Shortly after being injected, something drastic changed—I said aloud, “Oh, I like this.” There was a shifting dark gray metal wall—and a shaft that was either the entrance to a mineshaft or maybe it was an amusement park ride I once went on with my children. Ineffable is the word that is so often used to describe psychedelic experiences or journeys, and, in fact, there really is no way to describe what I felt under the influence of ketamine. The world as I knew it simply dissolved. I wondered if I was dead, but it was not scary and I decided it was okay if I was. I remember thinking that the life I knew, one with schedules, obligations, and boundaries, did not make sense. The music was an integral part of the experience, much more so than I had expected, and at moments I felt melded into it. It did not last very long, I do not think. Time did not really exist, and I was giddy and talkative as I emerged. I had a stream of consciousness conversation that I later learned was loud enough to be heard by everyone in the large room; most notably, I asked my partner if she had seen the movie “Barbie.”I liked the experience—it felt profound in a way that normal experiences are not. And yet, it was also quite jarring—it was not something I wanted to repeat, and I was not sure this was something I wanted to provide for patients.

The following day, we repeated the experience with new partners and with sublingual ketamine.My partner told me, “You’re going to like this, it’s like a warm hug.”

I set my intention for a beautiful and joyous experience, yet everything was again gray and the consistency of mud, and I found myself thinking about the things I usually think about. I questioned if this was a nonordinary state of consciousness. I had taken the lowest dose offered (160mg), and I decided this did not actually qualify as a ‘journey.’ I held the ketamine in my mouth for 12 minutes, then elected to spit it out—we were told that swallowing would give a longer and more intense journey. While I did not have a dissociative experience, others in the group did, and individuals talked of resolving painful past relationships and finding insights that gave them peace.

I had gone to the PRATI training with the idea that I would incorporate KAP into my clinical practice with groups of 3 to 4 patients, with 3 administrations of ketamine: 2 sublingual and 1 IM. With no evidence-based protocols for KAP, I was advised to “take it slow,” and I decided I would use only sublingual administration, at least at first, and I would start with a single patient whom I knew well, not a group of patients referred just for the treatment.

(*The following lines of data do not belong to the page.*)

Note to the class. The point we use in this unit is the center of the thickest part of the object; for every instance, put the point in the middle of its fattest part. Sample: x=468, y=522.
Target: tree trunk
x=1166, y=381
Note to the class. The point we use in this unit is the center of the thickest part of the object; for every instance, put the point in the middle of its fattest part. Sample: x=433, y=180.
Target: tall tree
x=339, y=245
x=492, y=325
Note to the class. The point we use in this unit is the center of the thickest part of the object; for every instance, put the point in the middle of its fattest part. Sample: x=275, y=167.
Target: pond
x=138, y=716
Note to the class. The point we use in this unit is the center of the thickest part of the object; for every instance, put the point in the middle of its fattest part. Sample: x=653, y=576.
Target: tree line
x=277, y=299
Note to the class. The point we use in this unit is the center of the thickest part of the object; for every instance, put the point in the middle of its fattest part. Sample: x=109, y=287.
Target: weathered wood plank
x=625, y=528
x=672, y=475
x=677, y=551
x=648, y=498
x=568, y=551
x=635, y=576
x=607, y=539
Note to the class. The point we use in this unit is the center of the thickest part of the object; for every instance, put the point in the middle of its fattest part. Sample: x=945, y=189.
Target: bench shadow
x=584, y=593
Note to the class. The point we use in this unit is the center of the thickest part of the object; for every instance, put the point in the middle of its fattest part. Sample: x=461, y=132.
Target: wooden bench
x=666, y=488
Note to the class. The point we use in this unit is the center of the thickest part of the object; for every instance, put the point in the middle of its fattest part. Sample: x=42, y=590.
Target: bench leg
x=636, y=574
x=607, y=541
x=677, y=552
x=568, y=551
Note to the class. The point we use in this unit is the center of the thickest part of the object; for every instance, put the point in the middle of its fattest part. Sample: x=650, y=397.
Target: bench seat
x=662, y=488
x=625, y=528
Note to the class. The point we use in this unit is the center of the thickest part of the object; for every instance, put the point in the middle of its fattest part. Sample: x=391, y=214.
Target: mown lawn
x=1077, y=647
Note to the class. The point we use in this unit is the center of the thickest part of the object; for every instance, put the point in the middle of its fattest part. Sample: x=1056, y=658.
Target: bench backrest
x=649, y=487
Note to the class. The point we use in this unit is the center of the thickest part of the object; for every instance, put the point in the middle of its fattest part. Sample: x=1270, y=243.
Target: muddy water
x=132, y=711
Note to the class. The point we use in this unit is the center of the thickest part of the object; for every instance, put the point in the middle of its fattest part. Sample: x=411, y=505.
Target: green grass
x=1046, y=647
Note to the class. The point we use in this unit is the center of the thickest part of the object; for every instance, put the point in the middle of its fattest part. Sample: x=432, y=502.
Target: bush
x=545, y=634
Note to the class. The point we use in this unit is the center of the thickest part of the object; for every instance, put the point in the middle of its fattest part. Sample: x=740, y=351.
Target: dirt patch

I found the training to be reassuring. While we discussed what to do in a variety of troublesome scenarios, I watched 2 groups of 14 people get both IM and sublingual ketamine as an unremarkable event. It looked, in fact, like naptime at daycare with bigger bodies and better music. There had been talk of people getting agitated or distressed, and there was my own terror of medical emergencies, but nothing awful happened. We had been warned that the medicine could bring up disturbing emotions, but most of the distress I saw was that many of my classmates were very sentimental about leaving, and in a followup call I learned that some found reentry to their workday lives to be difficult.

Was I changed by the experience of using ketamine? I had gone in with my Santa’s wish list of things I wanted to change alongside the fear that I would learn something that would topple my sense of self. The essence of who I am remained exactly as it was—I did not emerge shaken or distressed. I did find a sense of being more in control of some aspects of myself I considered compulsive. It has now been almost a year, and I hold something about that experience with me. Most importantly, I left PRATI feeling confident that I could administer ketamine safely to patients.

Dr Miller is a clinical psychiatrist and writer in Baltimore. She is on the faculty at the Johns Hopkins School of Medicine.

Note: In these commentaries, Miller will discuss her experiences and thoughts as she explores issues associated with ketamine-assisted psychotherapy.

The views and practices expressed in these commentaries are solely those of the author and do not necessarily represent the position of Psychiatric Times or its editors.